August 14, 2009

Balisage 2009 - XForms and Genericode at NARA


On Thursday, August 13th, Quyen L. Nguyen (National Archives and Records Administration) and Betty Harvey, (Electronic Commerce Connection) presented their paper entitled Agile Business Objects Management Application for Electronic Records Archive Transfer Process. [Submitted Paper]. U.S. National Archives and Records Administration (NARA) processes a very high volume of documents from most government agencies in their Electronic Records Archive (ERA), designed for long term preservation and access to digital objects. Quyen Nguyen explained that ERA has many challenges including dealing with a number of different media types (data types) and an ever-increasing volume of submissions. Archival Business Object requirements include the standard CRUD capabilities plus Versioning and Searching. NARA made the decision years ago to store documents in XML and transform to PDF. XML is used at business, communication and storage levels.

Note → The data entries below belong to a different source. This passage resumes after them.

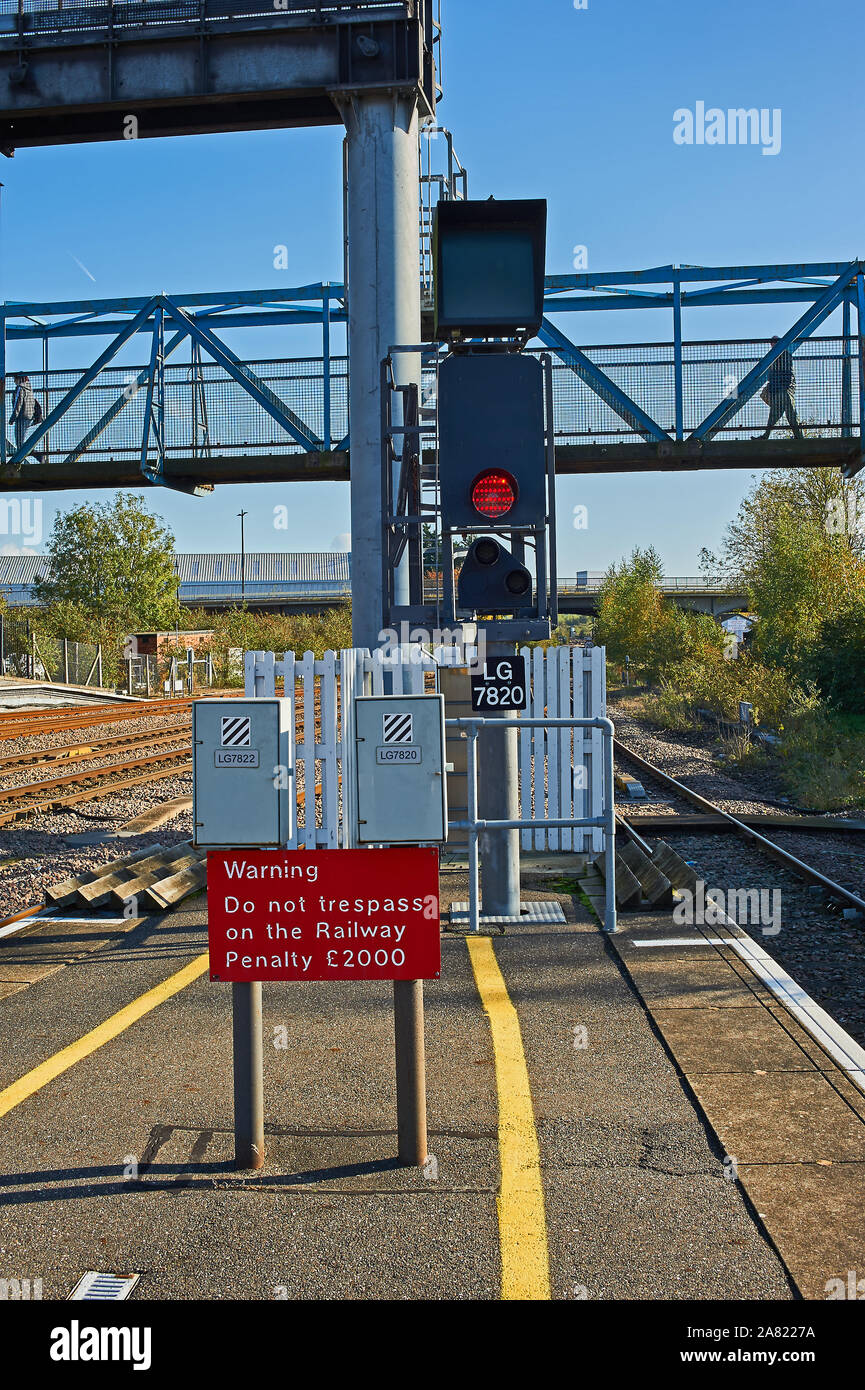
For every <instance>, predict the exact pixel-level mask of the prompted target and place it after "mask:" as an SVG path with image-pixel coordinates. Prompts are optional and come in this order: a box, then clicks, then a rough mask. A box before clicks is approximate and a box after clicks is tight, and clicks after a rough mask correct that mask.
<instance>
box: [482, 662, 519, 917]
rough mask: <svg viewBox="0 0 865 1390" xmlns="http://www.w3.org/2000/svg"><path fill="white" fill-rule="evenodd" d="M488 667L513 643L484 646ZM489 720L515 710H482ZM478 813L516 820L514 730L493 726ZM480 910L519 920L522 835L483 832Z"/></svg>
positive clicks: (502, 707) (508, 714)
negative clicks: (479, 811)
mask: <svg viewBox="0 0 865 1390" xmlns="http://www.w3.org/2000/svg"><path fill="white" fill-rule="evenodd" d="M487 653H488V655H487V663H488V666H491V667H495V663H496V660H498V659H499V657H510V659H512V660H513V655H515V652H513V644H508V642H495V641H492V642H488V644H487ZM484 714H485V717H487V719H490V720H495V719H510V717H512V716H513V710H512V709H508V708H506V706H502V705H499V706H495V708H492V706H491V708H488V709H485V710H484ZM480 763H481V785H480V810H481V816H483V817H484V820H516V819H517V815H519V783H517V731H516V728H502V730H496V728H495V727H494V728H491V730H490V733H488V734H487V746H485V748H483V751H481V759H480ZM481 865H483V873H481V897H483V906H481V912H483V915H484V916H485V917H508V919H510V920H513V922H519V919H520V833H519V830H487V831H484V833H483V835H481Z"/></svg>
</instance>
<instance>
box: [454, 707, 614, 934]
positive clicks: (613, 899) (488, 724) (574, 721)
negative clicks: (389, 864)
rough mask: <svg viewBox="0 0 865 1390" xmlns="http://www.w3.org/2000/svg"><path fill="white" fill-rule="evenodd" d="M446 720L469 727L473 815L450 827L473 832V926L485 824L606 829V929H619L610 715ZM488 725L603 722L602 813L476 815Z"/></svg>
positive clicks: (498, 829) (507, 826) (613, 930)
mask: <svg viewBox="0 0 865 1390" xmlns="http://www.w3.org/2000/svg"><path fill="white" fill-rule="evenodd" d="M445 726H448V727H451V728H462V730H464V731H466V739H467V742H469V756H467V769H466V783H467V799H469V806H467V810H469V819H467V820H449V821H448V826H449V828H451V830H466V831H467V833H469V930H470V931H480V872H478V838H480V834H481V831H485V830H537V828H538V826H541V827H547V828H548V830H569V828H570V830H590V828H591V830H594V828H599V830H604V853H605V856H606V874H605V897H604V930H605V931H616V795H615V785H616V784H615V777H613V739H615V737H616V730H615V726H613V723H612V720H609V719H605V717H604V716H601V714H598V716H595V717H594V719H484V717H483V716H481V714H471V716H463V717H460V719H446V720H445ZM484 728H496V730H499V728H599V730H601V735H602V739H604V791H602V796H604V815H602V816H583V817H573V819H556V820H481V819H480V817H478V815H477V738H478V734H481V733H483V730H484Z"/></svg>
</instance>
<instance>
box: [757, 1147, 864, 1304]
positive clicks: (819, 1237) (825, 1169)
mask: <svg viewBox="0 0 865 1390" xmlns="http://www.w3.org/2000/svg"><path fill="white" fill-rule="evenodd" d="M738 1172H740V1179H741V1180H743V1183H744V1184H745V1187H747V1190H748V1195H750V1197H751V1200H752V1201H754V1202H755V1205H757V1209H758V1212H759V1215H761V1218H762V1219H763V1220H765V1223H766V1226H768V1227H769V1230H770V1232H772V1234H773V1238H775V1241H776V1244H777V1245H779V1248H780V1250H782V1252H783V1257H784V1264H786V1265H787V1269H789V1270H790V1273H791V1276H793V1279H794V1280H795V1284H797V1287H798V1289H800V1291H801V1294H802V1298H819V1300H825V1298H827V1297H829V1294H830V1293H834V1297H839V1291H837V1284H834V1286H833V1284H830V1280H841V1282H843V1286H844V1287H846V1289H848V1287H850V1273H851V1272H854V1276H855V1279H854V1283H855V1282H858V1279H861V1277H864V1276H865V1165H862V1163H830V1165H818V1163H783V1165H777V1163H765V1165H755V1166H751V1165H744V1166H740V1170H738ZM862 1291H865V1289H864V1290H862ZM858 1297H862V1293H859V1294H858Z"/></svg>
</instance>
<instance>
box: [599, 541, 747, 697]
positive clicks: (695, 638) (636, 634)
mask: <svg viewBox="0 0 865 1390" xmlns="http://www.w3.org/2000/svg"><path fill="white" fill-rule="evenodd" d="M662 578H663V567H662V564H661V557H659V555H658V552H656V550H654V549H652V548H649V549H648V550H640V549H636V550H634V552H633V553H631V557H630V560H622V563H620V564H613V566H611V569H609V570H608V571H606V574H605V577H604V582H602V584H601V588H599V591H598V620H597V624H595V641H597V642H599V644H602V645H604V646H606V651H608V655H609V657H611V660H613V662H622V660H624V657H626V656H630V659H631V662H633V663H634V666H636V667H637V669H640V670H641V671H644V673H645V674H647V676H648V677H649V680H656V678H658V677H659V676H661V674H662V671H663V670H665V669H666V667H669V666H672V664H673V663H676V662H679V660H683V659H686V657H694V659H704V660H708V659H718V660H720V657H722V653H723V646H725V634H723V631H722V630H720V627H719V626H718V624H716V623H715V621H713V620H712V619H711V617H708V616H706V614H702V613H683V612H681V610H680V609H677V607H674V606H673V605H672V603H668V602H665V599H663V596H662V594H661V589H659V584H661V581H662Z"/></svg>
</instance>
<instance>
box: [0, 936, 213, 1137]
mask: <svg viewBox="0 0 865 1390" xmlns="http://www.w3.org/2000/svg"><path fill="white" fill-rule="evenodd" d="M207 963H209V956H207V952H204V955H200V956H196V959H195V960H191V962H189V965H185V966H184V969H182V970H178V972H177V974H172V976H170V977H168V979H167V980H163V983H161V984H157V986H156V987H154V988H153V990H147V992H146V994H142V995H140V997H139V998H138V999H134V1001H132V1004H127V1005H125V1006H124V1008H122V1009H120V1011H118V1012H117V1013H113V1015H111V1017H110V1019H106V1022H104V1023H100V1024H99V1027H96V1029H92V1030H90V1033H85V1034H83V1037H81V1038H78V1041H76V1042H70V1045H68V1047H64V1048H63V1049H61V1051H60V1052H54V1056H50V1058H49V1059H47V1061H46V1062H40V1063H39V1066H35V1068H33V1070H32V1072H25V1074H24V1076H21V1077H19V1079H18V1080H17V1081H13V1084H11V1086H7V1087H6V1090H4V1091H0V1115H7V1113H8V1111H11V1109H14V1108H15V1105H21V1101H26V1098H28V1097H29V1095H35V1093H36V1091H40V1090H42V1087H43V1086H47V1084H49V1081H53V1080H54V1079H56V1077H57V1076H63V1073H64V1072H68V1069H70V1068H71V1066H75V1063H76V1062H81V1061H82V1058H85V1056H89V1055H90V1052H96V1049H97V1048H100V1047H102V1045H103V1042H110V1041H111V1038H115V1037H117V1036H118V1034H120V1033H124V1031H125V1030H127V1029H128V1027H131V1026H132V1024H134V1023H138V1020H139V1019H142V1017H143V1016H145V1013H150V1011H152V1009H156V1008H157V1005H160V1004H164V1002H165V999H170V998H171V997H172V995H174V994H179V991H181V990H185V988H186V986H188V984H192V981H193V980H197V977H199V976H200V974H204V970H206V969H207Z"/></svg>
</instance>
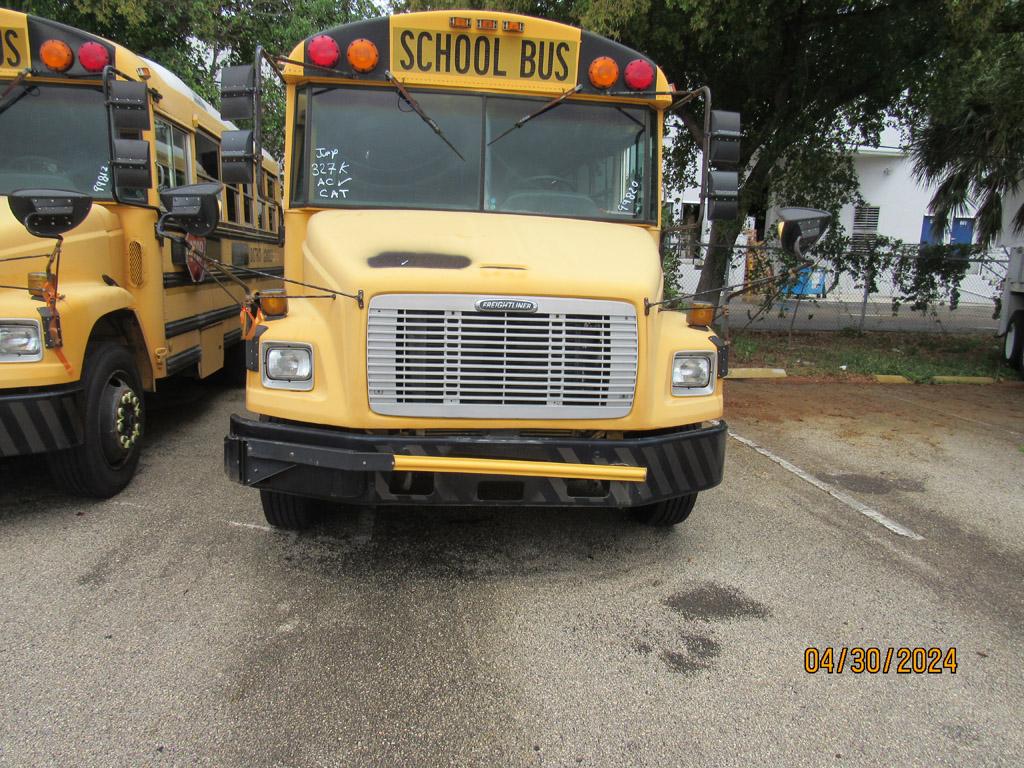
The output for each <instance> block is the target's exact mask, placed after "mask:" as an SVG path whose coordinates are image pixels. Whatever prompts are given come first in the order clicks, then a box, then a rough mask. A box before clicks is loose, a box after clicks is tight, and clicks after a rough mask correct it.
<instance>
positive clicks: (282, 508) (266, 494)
mask: <svg viewBox="0 0 1024 768" xmlns="http://www.w3.org/2000/svg"><path fill="white" fill-rule="evenodd" d="M259 500H260V503H261V504H262V505H263V516H264V517H265V518H266V521H267V522H268V523H270V524H271V525H272V526H273V527H275V528H286V529H288V530H302V529H304V528H308V527H309V526H310V525H312V524H313V521H314V519H315V507H314V502H313V501H312V500H311V499H306V498H305V497H302V496H292V495H291V494H282V493H280V492H276V490H262V489H261V490H260V492H259Z"/></svg>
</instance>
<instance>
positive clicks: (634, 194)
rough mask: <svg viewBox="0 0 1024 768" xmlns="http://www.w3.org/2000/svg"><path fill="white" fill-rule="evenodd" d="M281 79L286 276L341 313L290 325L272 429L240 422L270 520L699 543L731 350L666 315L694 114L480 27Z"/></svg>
mask: <svg viewBox="0 0 1024 768" xmlns="http://www.w3.org/2000/svg"><path fill="white" fill-rule="evenodd" d="M283 75H284V78H285V80H286V82H287V94H288V118H287V128H286V131H287V132H286V152H287V163H288V166H289V168H290V173H289V175H288V178H287V180H286V203H285V206H286V212H285V219H286V222H287V228H286V231H287V237H286V244H285V250H286V254H285V271H286V278H288V279H291V280H294V281H298V282H303V283H305V284H308V286H316V287H318V288H317V289H316V290H313V289H311V288H309V287H308V286H307V287H298V286H290V287H289V291H290V292H292V293H296V292H298V293H302V294H310V293H313V294H316V293H319V294H331V295H332V296H333V297H334V298H333V299H329V298H325V297H324V296H322V297H321V298H313V299H292V300H290V301H289V303H288V306H287V309H286V308H284V307H281V306H280V305H278V306H276V307H275V309H274V311H273V312H265V319H264V322H262V323H261V324H260V326H259V328H258V329H257V335H256V338H254V339H253V341H251V342H250V343H249V346H250V354H249V355H248V359H249V364H250V372H251V373H250V374H249V383H248V388H247V403H248V407H249V409H250V410H251V411H253V412H255V413H256V414H259V415H260V420H259V421H255V420H250V419H246V418H242V417H234V418H232V420H231V424H230V433H229V435H228V437H227V439H226V443H225V463H226V468H227V472H228V474H229V475H230V476H231V477H232V478H233V479H236V480H237V481H239V482H242V483H244V484H247V485H250V486H254V487H257V488H259V489H260V492H261V498H262V504H263V510H264V513H265V514H266V517H267V520H269V522H271V523H272V524H274V525H281V526H286V527H299V526H302V525H305V524H308V523H309V522H310V520H311V519H312V515H313V512H314V509H315V502H316V500H331V501H334V502H338V503H341V504H343V505H344V504H358V505H365V504H371V505H372V504H414V505H430V504H436V505H488V504H489V505H510V504H518V505H529V506H548V507H559V506H567V505H579V506H613V507H629V508H632V509H633V510H634V511H635V512H636V514H637V516H638V517H639V518H640V519H641V520H642V521H645V522H648V523H652V524H675V523H678V522H680V521H682V520H683V519H685V518H686V517H687V515H688V514H689V512H690V510H691V509H692V508H693V505H694V501H695V499H696V495H697V494H698V493H699V492H701V490H705V489H707V488H711V487H713V486H714V485H716V484H717V483H718V482H719V481H720V480H721V477H722V470H723V461H724V454H725V435H726V426H725V423H724V422H723V421H722V382H721V377H722V376H723V375H724V374H725V373H726V350H725V345H724V344H723V343H722V342H721V340H719V339H718V338H717V337H716V336H715V334H714V332H713V331H712V330H711V328H710V327H709V326H708V324H709V323H710V315H709V313H708V312H707V311H703V310H701V311H699V312H698V311H694V310H692V309H691V310H689V311H688V312H680V311H671V310H669V309H668V308H667V307H666V306H665V305H662V306H658V305H657V302H658V301H659V300H660V299H662V298H663V294H664V288H665V286H664V281H665V275H664V274H663V271H662V265H660V259H659V255H658V239H659V217H660V200H659V193H660V162H662V138H663V130H664V128H663V126H664V119H665V112H666V110H667V109H668V108H669V106H670V105H672V104H673V103H674V101H675V100H676V99H677V98H678V97H680V96H682V95H683V94H678V93H676V92H675V91H673V89H672V87H671V86H670V85H669V83H668V82H667V80H666V77H665V75H664V74H663V72H662V71H660V70H659V69H658V68H657V67H656V65H655V63H654V62H653V61H651V60H650V58H649V57H647V56H645V55H643V54H642V53H640V52H638V51H635V50H631V49H629V48H627V47H625V46H623V45H620V44H617V43H615V42H613V41H611V40H607V39H605V38H602V37H599V36H597V35H594V34H591V33H588V32H585V31H581V30H579V29H575V28H572V27H567V26H564V25H560V24H555V23H553V22H549V20H545V19H541V18H532V17H528V16H523V15H516V14H509V13H498V12H493V11H482V10H480V11H475V10H474V11H468V10H467V11H443V12H441V11H436V12H424V13H409V14H402V15H393V16H390V17H384V18H378V19H372V20H368V22H360V23H356V24H349V25H344V26H341V27H337V28H334V29H330V30H327V31H325V32H323V33H319V34H316V35H313V36H311V37H309V38H308V39H306V40H305V41H303V42H302V43H301V44H300V45H299V46H297V47H296V48H295V49H294V50H293V51H292V52H291V54H290V56H289V57H288V59H287V61H286V62H285V66H284V72H283ZM692 95H696V94H692ZM719 118H720V119H722V121H723V122H729V120H726V118H728V116H725V115H719ZM736 119H737V121H738V116H737V118H736ZM711 127H712V128H714V126H711ZM734 127H735V129H736V130H734V131H732V132H733V133H735V134H736V136H738V123H737V124H736V125H735V126H734ZM720 132H722V133H726V132H728V131H720ZM710 155H711V157H712V160H714V159H716V158H719V157H722V156H723V155H726V156H727V155H729V152H727V151H725V152H723V151H722V147H720V146H716V147H712V152H711V153H710ZM706 175H707V174H706ZM714 181H715V182H716V183H717V185H718V189H717V191H716V195H717V196H718V198H719V199H720V200H716V201H715V202H716V203H717V204H718V205H717V209H715V212H714V215H718V216H722V217H724V216H725V215H728V213H729V211H730V206H729V204H728V201H727V200H725V199H727V198H728V196H729V194H730V191H731V194H732V195H734V194H735V188H734V187H733V188H732V189H731V190H729V189H727V188H725V187H726V186H728V184H727V183H726V182H727V181H728V178H727V177H726V176H721V175H720V176H715V177H714ZM709 195H711V191H709ZM723 201H725V202H723ZM731 213H732V215H734V207H732V208H731Z"/></svg>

Management of Authority Lists (aka controlled vocabularies, aka code lists) is a big issue for NARA and other agencies. List changes should not require coding changes or re-compiling. NARA submission forms have fields that are conditionally optional or required, with inter-dependency between fields. Depending on state, some fields need to be insensitive to input and other fields need to be displayed or hidden.

The traditional HTML with JSP approach is too subject to code list changes. Schema changes cause a recompile of JSP code. It is harder to programmatically determine when to validate data input. Use of xsd:enumeration and annotations is inadequate for representing complex, multi-column code lists.

In contrast, according to Betty Harvey, XForms offer NARA many benefits such as modularity, reuse, separate evolvability, consistency of error messages, data integrity, performance, easier data exchange as XML, etc. The ERA team has implemented a comprehensive XForms solution by leveraging genericode from the OASIS Code List Representation Technical Committee. Their solution which includes an Orbeon XForms server provides an intuitive archive submission authoring system. The verbose genericode files is processed into smaller “fat free” versions via a custom XSLT. User form interactions can control dynamic form changes, such as which code list to display, fields that appear or are hidden, and so on. XForms Bind is pretty powerful and permit variables in XPath expressions.

Use of genericode in particular and, to a lesser extent, XForms are of interest to me personally so I know I’ll be reading their paper. Betty Harvey has also made her XForm Controls examples available. She also prepared her slides in XML using XSLT to conform to the W3C Slidy presentation library.